Ella respondió que no, que Lily Letsile trabajaba para su madre y su padre. El le informó que tenía cinco hijos y que enviaría a uno de los chicos a trabajar en su jardín.
– ¿Cuántos años tiene?
– Se está haciendo grande. Me parece que ahora se acerca a los trece.
– Entonces tendrá que ir a la escuela en vez de trabajar en el jardín. Los niños no trabajan. Pero es demasiado grande para ir a la escuela con Baasie y a la mía sólo van niñas.
Daniel rió y rió, como si hubiera dicho algo muy divertido.
De pronto le dijo:
– Mis padres están en prisión.
Daniel bajó y meneó la cabeza, soltó unos gañidos, refunfuñó y le clavó una mirada de reproche.
– No diga eso de sus padres. Siempre la cuidan bien, la envían a una escuela hermosa, hacen todo por usted. No diga eso.
El camarero blanco tenía patillas negras y la piel brillante; usaba un cinturón con una hebilla en forma de cabeza de león. Una vez se lo quitó y persiguió a Tony y al primo para echarlos del bar cuando estaban fastidiando, pero sólo era un juego. Daniel le contó a Rosa que Baas Schutte usaba el cinturón si descubría a alguno de los camareros robando bebidas; éste era el tipo de charla que permitía pasar las horas, en la calle.
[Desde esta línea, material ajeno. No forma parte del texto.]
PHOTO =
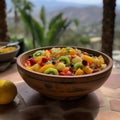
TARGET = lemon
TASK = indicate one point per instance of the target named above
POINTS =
(8, 91)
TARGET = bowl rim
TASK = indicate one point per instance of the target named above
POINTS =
(58, 76)
(17, 48)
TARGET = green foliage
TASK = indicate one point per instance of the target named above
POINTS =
(43, 33)
(85, 40)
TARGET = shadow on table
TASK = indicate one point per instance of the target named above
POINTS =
(43, 108)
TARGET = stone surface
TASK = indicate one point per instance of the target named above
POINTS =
(115, 105)
(108, 116)
(113, 81)
(102, 104)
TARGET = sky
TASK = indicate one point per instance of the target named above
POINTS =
(49, 4)
(90, 2)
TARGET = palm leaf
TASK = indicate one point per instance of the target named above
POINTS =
(55, 31)
(55, 19)
(43, 17)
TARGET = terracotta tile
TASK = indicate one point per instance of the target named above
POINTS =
(115, 105)
(30, 96)
(89, 102)
(41, 112)
(76, 115)
(109, 92)
(108, 116)
(113, 81)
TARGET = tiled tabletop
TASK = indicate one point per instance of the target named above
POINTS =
(102, 104)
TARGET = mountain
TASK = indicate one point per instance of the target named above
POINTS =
(87, 15)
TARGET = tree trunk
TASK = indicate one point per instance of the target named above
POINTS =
(108, 26)
(3, 24)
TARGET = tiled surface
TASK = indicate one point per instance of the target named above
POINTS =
(103, 104)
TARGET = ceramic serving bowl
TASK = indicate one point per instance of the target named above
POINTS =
(64, 87)
(6, 57)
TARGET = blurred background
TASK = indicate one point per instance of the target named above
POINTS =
(60, 22)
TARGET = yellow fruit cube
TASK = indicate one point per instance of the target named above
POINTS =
(79, 72)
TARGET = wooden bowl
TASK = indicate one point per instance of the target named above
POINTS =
(6, 57)
(64, 87)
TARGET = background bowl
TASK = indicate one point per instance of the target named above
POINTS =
(64, 87)
(6, 57)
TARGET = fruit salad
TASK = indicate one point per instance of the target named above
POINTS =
(65, 61)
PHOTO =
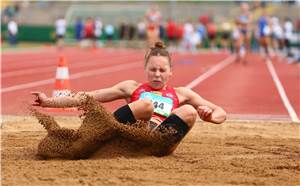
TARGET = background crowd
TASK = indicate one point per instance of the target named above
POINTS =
(242, 34)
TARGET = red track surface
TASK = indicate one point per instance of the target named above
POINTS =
(244, 91)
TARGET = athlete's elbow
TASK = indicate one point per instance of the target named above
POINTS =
(221, 117)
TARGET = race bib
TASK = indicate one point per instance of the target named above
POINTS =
(162, 105)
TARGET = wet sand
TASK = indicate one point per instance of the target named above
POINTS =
(235, 153)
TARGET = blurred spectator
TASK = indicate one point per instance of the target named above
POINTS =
(245, 20)
(12, 28)
(153, 17)
(171, 31)
(78, 29)
(131, 31)
(188, 31)
(298, 24)
(141, 29)
(89, 27)
(288, 34)
(264, 33)
(202, 32)
(212, 34)
(226, 30)
(204, 19)
(162, 31)
(109, 32)
(238, 42)
(98, 31)
(123, 30)
(60, 31)
(277, 40)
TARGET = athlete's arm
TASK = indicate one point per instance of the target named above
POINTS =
(207, 111)
(121, 90)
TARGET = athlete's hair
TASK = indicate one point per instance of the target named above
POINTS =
(159, 49)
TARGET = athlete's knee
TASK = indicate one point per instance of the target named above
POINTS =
(187, 113)
(142, 109)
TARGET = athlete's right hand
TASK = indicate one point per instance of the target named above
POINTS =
(40, 98)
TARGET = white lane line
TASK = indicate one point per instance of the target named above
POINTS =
(82, 63)
(211, 72)
(282, 93)
(74, 76)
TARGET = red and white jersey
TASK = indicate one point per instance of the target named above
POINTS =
(164, 100)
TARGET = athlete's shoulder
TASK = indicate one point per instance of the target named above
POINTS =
(128, 86)
(183, 91)
(129, 83)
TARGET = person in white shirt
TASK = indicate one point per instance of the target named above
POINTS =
(12, 28)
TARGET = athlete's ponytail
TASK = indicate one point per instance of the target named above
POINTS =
(159, 49)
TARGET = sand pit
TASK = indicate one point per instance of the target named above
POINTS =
(236, 153)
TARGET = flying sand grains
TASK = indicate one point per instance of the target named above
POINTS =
(99, 131)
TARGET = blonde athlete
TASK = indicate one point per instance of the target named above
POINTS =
(155, 101)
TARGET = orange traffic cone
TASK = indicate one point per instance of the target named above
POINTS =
(62, 84)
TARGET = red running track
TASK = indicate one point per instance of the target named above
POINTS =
(244, 91)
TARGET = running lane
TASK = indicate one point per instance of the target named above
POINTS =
(100, 71)
(245, 91)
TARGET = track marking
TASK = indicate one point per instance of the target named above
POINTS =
(281, 91)
(74, 76)
(82, 63)
(211, 72)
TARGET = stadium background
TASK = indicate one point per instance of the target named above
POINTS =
(35, 25)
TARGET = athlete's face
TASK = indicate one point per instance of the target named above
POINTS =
(158, 71)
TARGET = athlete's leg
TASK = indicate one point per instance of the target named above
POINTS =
(182, 120)
(138, 110)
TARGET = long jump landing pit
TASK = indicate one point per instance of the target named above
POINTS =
(234, 153)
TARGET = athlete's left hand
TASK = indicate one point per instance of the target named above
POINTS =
(204, 112)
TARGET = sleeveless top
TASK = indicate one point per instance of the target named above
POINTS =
(164, 100)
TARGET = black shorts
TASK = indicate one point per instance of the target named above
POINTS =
(177, 124)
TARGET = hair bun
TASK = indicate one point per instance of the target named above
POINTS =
(160, 44)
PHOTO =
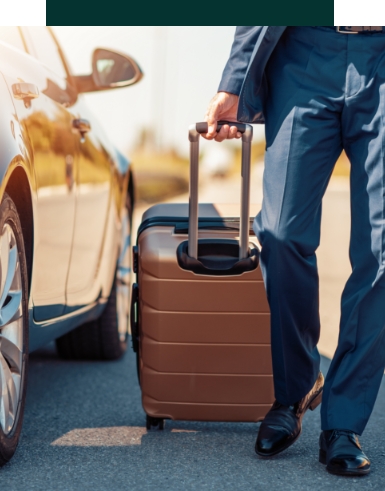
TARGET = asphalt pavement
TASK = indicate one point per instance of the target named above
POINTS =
(84, 426)
(84, 429)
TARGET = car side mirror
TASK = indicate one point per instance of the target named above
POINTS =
(111, 69)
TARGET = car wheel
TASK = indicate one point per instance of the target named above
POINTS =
(106, 337)
(13, 329)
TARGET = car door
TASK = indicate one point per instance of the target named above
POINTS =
(48, 120)
(94, 223)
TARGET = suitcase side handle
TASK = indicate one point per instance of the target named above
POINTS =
(247, 136)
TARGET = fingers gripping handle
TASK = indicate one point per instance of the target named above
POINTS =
(204, 127)
(247, 136)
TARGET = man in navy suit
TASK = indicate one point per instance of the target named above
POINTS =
(318, 90)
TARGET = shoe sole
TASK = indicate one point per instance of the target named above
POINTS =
(322, 460)
(314, 403)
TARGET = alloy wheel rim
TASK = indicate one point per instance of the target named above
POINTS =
(11, 328)
(124, 279)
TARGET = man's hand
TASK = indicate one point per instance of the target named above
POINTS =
(223, 106)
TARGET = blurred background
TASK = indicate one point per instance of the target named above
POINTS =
(148, 122)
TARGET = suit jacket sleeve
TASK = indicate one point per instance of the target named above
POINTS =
(241, 51)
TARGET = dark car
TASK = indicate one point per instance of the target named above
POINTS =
(66, 199)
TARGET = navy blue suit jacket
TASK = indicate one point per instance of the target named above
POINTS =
(244, 72)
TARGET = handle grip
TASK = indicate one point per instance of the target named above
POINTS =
(204, 127)
(194, 134)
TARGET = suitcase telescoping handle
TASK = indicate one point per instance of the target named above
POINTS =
(247, 136)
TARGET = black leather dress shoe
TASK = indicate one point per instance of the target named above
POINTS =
(283, 424)
(341, 452)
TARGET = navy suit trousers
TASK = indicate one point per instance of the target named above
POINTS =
(326, 92)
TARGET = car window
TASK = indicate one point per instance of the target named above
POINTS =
(45, 49)
(11, 35)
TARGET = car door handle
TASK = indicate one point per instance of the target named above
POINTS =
(83, 126)
(25, 92)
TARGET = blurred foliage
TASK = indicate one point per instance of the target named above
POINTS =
(54, 144)
(159, 176)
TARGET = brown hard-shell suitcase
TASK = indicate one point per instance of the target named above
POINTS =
(200, 319)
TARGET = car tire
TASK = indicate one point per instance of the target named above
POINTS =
(104, 338)
(14, 329)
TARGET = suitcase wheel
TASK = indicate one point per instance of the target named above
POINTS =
(154, 422)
– ¿Tú lo viste? -no estaba del todo convencida de que alguien pudiera golpear a un adulto, aunque sabía que alguna gente abofeteaba a sus hijos.
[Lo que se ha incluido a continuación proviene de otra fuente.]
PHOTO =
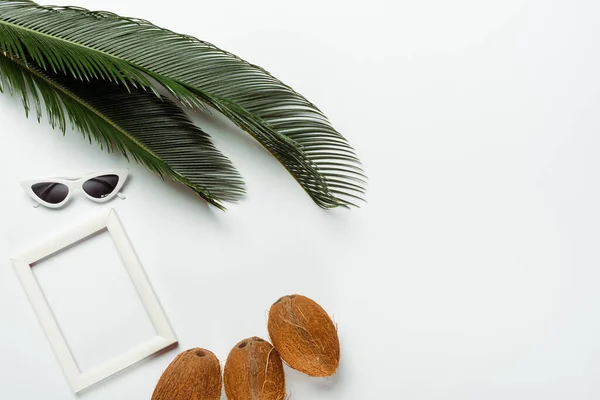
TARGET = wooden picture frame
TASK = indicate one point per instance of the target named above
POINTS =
(79, 380)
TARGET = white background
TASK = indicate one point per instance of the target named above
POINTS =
(472, 272)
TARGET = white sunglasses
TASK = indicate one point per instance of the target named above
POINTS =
(56, 192)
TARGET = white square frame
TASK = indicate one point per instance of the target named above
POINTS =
(22, 263)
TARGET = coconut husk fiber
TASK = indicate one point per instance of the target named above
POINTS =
(304, 335)
(193, 375)
(254, 371)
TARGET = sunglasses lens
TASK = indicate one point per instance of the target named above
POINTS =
(100, 187)
(51, 192)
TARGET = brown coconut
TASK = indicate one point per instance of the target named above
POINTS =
(304, 335)
(193, 375)
(254, 371)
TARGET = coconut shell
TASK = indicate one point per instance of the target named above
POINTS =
(193, 375)
(304, 335)
(254, 371)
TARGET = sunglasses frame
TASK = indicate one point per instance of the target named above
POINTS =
(74, 184)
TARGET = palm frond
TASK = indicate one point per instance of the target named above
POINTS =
(89, 45)
(154, 131)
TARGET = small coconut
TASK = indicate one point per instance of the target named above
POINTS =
(193, 375)
(254, 371)
(304, 335)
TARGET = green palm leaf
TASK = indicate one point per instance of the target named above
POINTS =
(154, 131)
(101, 45)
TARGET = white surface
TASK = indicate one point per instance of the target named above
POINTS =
(471, 274)
(52, 320)
(94, 301)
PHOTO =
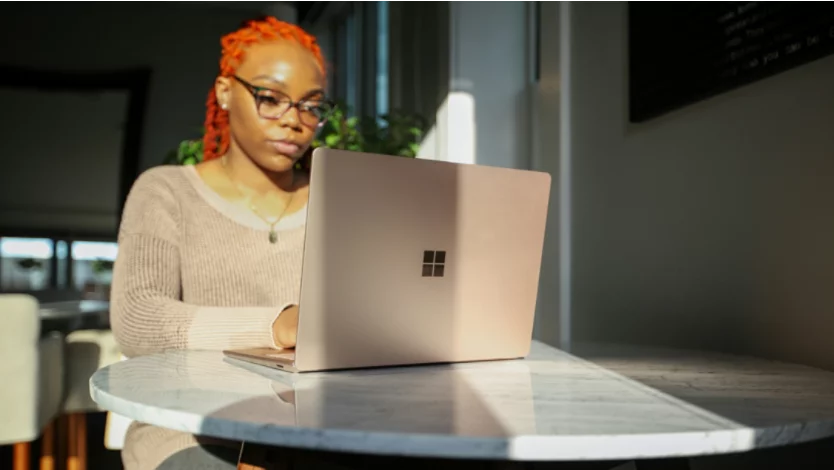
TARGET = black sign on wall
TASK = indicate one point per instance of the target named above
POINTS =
(684, 52)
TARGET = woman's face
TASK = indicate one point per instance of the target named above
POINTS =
(262, 124)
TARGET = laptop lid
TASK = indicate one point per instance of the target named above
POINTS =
(411, 261)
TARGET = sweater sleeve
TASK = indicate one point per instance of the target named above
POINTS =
(146, 312)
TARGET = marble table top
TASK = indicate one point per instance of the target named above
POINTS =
(598, 403)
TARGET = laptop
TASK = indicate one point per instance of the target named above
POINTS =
(412, 261)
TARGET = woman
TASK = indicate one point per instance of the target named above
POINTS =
(210, 255)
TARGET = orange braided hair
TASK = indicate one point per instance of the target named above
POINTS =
(216, 138)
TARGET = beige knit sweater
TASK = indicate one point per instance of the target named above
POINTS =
(195, 271)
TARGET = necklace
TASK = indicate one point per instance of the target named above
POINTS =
(273, 235)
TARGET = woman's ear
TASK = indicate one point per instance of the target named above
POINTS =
(223, 92)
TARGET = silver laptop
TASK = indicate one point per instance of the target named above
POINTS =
(411, 261)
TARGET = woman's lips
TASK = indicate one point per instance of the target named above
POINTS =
(285, 147)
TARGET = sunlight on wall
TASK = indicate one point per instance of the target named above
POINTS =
(39, 248)
(454, 134)
(94, 250)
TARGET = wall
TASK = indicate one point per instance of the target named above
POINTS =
(179, 41)
(710, 227)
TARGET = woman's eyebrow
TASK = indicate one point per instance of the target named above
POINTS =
(279, 83)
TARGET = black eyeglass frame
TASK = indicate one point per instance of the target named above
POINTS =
(255, 89)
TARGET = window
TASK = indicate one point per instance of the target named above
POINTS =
(382, 59)
(25, 263)
(35, 264)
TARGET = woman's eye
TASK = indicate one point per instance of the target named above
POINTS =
(269, 99)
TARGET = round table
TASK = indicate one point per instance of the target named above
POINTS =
(598, 403)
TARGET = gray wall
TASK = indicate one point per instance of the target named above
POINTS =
(179, 42)
(710, 227)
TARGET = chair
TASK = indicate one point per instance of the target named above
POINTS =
(87, 351)
(32, 373)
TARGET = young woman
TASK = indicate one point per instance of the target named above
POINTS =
(210, 255)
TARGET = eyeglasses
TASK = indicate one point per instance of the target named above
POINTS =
(272, 104)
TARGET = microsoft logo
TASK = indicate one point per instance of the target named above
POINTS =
(434, 263)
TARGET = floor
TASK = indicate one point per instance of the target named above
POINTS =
(98, 458)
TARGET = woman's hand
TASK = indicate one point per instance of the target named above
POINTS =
(285, 329)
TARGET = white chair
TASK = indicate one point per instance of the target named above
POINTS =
(32, 374)
(86, 351)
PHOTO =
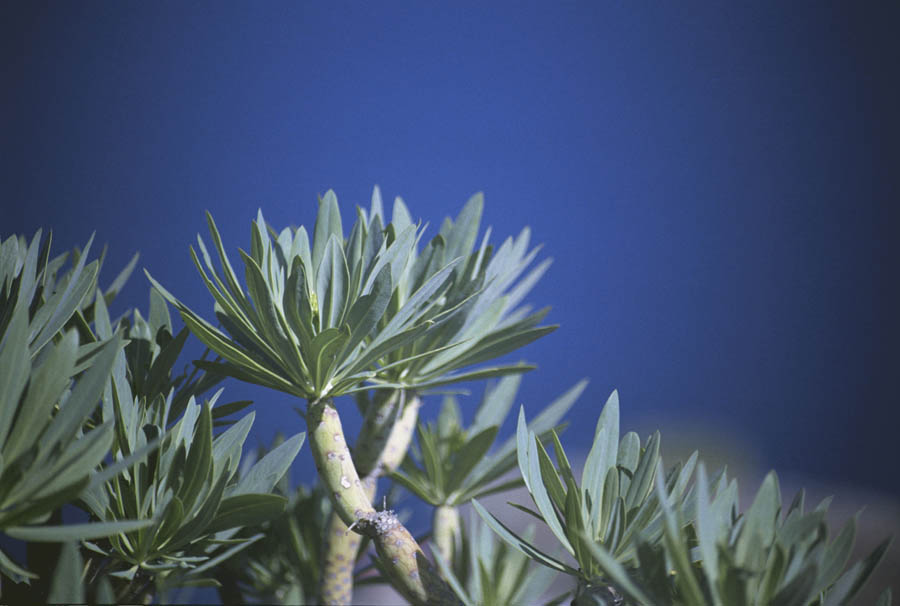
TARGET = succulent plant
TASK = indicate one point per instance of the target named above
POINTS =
(50, 382)
(640, 536)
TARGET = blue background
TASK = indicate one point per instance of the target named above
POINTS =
(717, 184)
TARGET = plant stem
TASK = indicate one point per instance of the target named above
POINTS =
(410, 572)
(380, 447)
(446, 530)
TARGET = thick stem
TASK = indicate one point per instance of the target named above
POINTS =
(333, 461)
(380, 447)
(445, 528)
(410, 572)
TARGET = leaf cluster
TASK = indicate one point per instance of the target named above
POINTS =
(323, 315)
(452, 464)
(642, 536)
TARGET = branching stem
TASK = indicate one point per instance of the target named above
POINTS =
(410, 572)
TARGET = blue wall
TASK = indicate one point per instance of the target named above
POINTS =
(718, 186)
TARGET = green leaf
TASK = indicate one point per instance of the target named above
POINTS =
(15, 368)
(495, 404)
(67, 586)
(246, 510)
(676, 545)
(617, 574)
(539, 494)
(74, 532)
(198, 465)
(470, 455)
(602, 456)
(328, 223)
(263, 476)
(520, 544)
(332, 277)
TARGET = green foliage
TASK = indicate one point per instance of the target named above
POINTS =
(487, 572)
(452, 466)
(639, 535)
(178, 476)
(49, 385)
(94, 415)
(284, 566)
(319, 319)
– ¡Allí, en el patio! ¡Lo tenía agarrado y el muchacho no pudo escapar! ¡Baas Schutte es muy fuerte! -Daniel rió otra vez.
– ¿Cuál de los camareros?
Los conocía a todos; le llevaban su comida, entrando y saliendo a paso quedo por las puertas de batiente del comedor a la cocina, con sus ráfagas de olores y ruidos; jugaban por dinero con tapas de botella o se echaban a fumar bajo el sol fuera de la cocina.